Las empresas biotecnológicas desarrollan interfaces cerebro-máquina para crear personas con capacidades mejoradas por encima de la naturaleza falible. Los expertos aseguran que tener la memoria de un tísico, el pensamiento multidimensional de un chamán o la felicidad inexpugnable de los bebedores de soma estará al alcance de cualquiera con tan sólo pulsar un botón.

La duda es si ese ser humano mejorado con microchips y electrodos en el córtex redimirá al mundo de sus pecados, o si -muy al contrario- el advenimiento de un nuevo hombre traerá consigo otra orgía de sangre, dolor y destrucción como la que barrió nuestro terrible siglo XX.

La Historia nos enseña que todo proyecto de mejora ha de medirse no tanto por la audacia de su planteamiento como por sus consecuencias. Y la vida nos muestra que la conllevanza de los días y una grata coexistencia suelen ser obra tanto de nuestras pocas virtudes como de nuestras muchas limitaciones y defectos.

Recuerdo un profesor de literatura que, por el prurito de educarnos, y decidido a disuadirnos de la holgazanería y el hachís, proclamaba a voz en grito que “los hombres somos voluntad y memoria”. Aquello nos seducía e inquietaba porque los adolescentes de entonces idolatrábamos a Nietzsche. Sin embargo, este perro mundo me ha enseñado, como a Tucídides, que recordamos en consonancia con lo que padecemos, de tal modo que la desmemoria y el desistimiento suelen ser bienhadados paliativos.

Hay motivos sobrados para pensar que la humanidad colapsaría de mano de superhombres inasequibles a la finitud de sus capacidades. ¡Sólo un crédulo o un fanático del progreso creería que la tecnología, la ciencia y la medicina borrarán algún día la melancolía y la maldad de la faz de la tierra!

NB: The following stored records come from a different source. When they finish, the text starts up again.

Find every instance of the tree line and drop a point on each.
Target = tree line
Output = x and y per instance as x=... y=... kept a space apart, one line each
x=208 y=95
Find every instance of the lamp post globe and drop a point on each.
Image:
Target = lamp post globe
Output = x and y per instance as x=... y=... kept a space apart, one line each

La memoria está sobrevalorada, como ya demostraron los primeros vecinos de Macondo durante la epidemia de insomnio. Si no fuera por el lujo de hacerme notario o ganar Pasapalabra, no encuentro ventaja alguna en que una alteración premeditada de mis ondas cerebrales acabe rompiendo el dique que protege mi indeterminado presente de mi populoso y rumiante pasado.

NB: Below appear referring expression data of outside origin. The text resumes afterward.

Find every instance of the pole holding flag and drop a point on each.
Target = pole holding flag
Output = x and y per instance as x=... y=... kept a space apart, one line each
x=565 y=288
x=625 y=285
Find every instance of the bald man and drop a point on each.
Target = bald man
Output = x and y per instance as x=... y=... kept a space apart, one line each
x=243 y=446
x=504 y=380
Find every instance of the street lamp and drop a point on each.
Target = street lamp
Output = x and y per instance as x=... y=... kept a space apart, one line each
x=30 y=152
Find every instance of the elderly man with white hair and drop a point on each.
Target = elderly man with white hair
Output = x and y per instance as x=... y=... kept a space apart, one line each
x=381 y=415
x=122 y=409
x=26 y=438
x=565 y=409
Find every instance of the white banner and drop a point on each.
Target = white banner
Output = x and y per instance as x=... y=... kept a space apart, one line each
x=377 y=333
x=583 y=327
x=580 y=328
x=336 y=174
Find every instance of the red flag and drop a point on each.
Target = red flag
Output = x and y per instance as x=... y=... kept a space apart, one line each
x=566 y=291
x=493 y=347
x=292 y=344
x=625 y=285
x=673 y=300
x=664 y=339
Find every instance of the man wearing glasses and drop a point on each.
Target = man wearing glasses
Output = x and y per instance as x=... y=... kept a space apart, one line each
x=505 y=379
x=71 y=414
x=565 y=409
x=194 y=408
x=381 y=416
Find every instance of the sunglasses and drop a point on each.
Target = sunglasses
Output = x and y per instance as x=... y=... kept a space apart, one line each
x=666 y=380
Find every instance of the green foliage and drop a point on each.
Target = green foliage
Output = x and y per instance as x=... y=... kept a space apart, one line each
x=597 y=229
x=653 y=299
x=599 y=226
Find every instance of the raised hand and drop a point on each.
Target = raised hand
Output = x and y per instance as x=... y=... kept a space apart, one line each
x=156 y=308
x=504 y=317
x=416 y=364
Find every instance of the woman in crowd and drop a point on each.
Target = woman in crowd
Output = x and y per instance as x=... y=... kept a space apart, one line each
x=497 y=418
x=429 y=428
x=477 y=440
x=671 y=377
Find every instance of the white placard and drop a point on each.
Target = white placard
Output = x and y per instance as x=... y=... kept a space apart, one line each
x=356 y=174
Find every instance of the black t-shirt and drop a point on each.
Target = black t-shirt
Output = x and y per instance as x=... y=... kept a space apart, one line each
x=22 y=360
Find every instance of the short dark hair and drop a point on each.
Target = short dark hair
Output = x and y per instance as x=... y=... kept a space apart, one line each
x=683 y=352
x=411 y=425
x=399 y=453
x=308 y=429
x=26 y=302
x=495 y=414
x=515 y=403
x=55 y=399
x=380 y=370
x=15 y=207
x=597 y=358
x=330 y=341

¿Qué sería de todos nosotros si no fuéramos capaces de dejar atrás nuestras pasiones pretéritas y nuestras cuentas pendientes, acosados por una memoria puntillosa y constante? Si todo el mundo recordara el detalle de cuanto fue, la tierra sería una tiranía de amores inextinguibles y rencores eternos, de tal modo que la presencia constante del ayer se convertiría en una fuente inagotable de angustia y animadversiones, cuando no de una invivible vergüenza.

Tener memoria de elefante, ser muy rápido en los razonamientos y disponer de una capacidad de atención y concentración ilimitadas puede convertirse en una trampa para osos si tan apreciadas habilidades nos son dadas sin mesura.

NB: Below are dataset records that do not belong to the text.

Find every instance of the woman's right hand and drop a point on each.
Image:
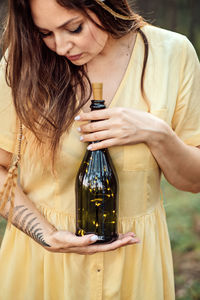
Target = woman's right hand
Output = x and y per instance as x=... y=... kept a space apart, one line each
x=66 y=242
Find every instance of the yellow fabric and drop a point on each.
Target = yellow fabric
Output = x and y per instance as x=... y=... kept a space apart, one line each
x=138 y=272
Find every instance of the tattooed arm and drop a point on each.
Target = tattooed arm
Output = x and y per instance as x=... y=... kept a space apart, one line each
x=28 y=219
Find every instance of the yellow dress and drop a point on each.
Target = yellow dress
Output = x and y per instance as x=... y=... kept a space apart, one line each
x=138 y=272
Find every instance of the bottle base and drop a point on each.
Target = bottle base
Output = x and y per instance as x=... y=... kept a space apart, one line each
x=103 y=239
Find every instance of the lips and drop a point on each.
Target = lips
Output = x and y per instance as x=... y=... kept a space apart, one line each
x=74 y=57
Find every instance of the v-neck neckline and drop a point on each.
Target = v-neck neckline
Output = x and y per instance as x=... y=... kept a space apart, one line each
x=126 y=73
x=123 y=80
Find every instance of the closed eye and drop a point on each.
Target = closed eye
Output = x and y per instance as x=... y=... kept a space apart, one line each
x=77 y=30
x=44 y=35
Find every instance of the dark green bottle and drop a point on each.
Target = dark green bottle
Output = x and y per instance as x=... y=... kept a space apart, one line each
x=97 y=191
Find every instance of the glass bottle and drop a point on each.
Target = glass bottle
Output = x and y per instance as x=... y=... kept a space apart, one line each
x=97 y=189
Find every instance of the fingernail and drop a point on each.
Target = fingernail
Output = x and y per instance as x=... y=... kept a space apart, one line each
x=77 y=118
x=94 y=238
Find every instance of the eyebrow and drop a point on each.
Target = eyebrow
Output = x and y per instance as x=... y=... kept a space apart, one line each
x=62 y=25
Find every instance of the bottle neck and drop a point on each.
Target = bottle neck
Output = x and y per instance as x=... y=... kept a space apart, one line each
x=97 y=105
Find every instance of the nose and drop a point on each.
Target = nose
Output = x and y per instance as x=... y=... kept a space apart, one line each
x=62 y=45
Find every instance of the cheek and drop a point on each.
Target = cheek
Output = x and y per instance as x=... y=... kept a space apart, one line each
x=49 y=43
x=96 y=40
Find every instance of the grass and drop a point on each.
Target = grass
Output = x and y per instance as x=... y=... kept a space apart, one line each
x=183 y=216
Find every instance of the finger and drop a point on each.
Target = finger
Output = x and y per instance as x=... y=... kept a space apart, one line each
x=123 y=235
x=101 y=114
x=97 y=136
x=94 y=126
x=103 y=144
x=80 y=241
x=112 y=246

¿Cómo llevar una vida en paz y armonía si la incapacidad de olvidar nos impide pasar por el tamiz de la indiferencia el recuerdo de un antiguo amor o la imagen de esos traidores que un día parecieron ser amigos?

Si quieren un consejo: olviden mientras puedan. Pero no cometan la prepotencia y la injusticia de perdonar a sus semejantes.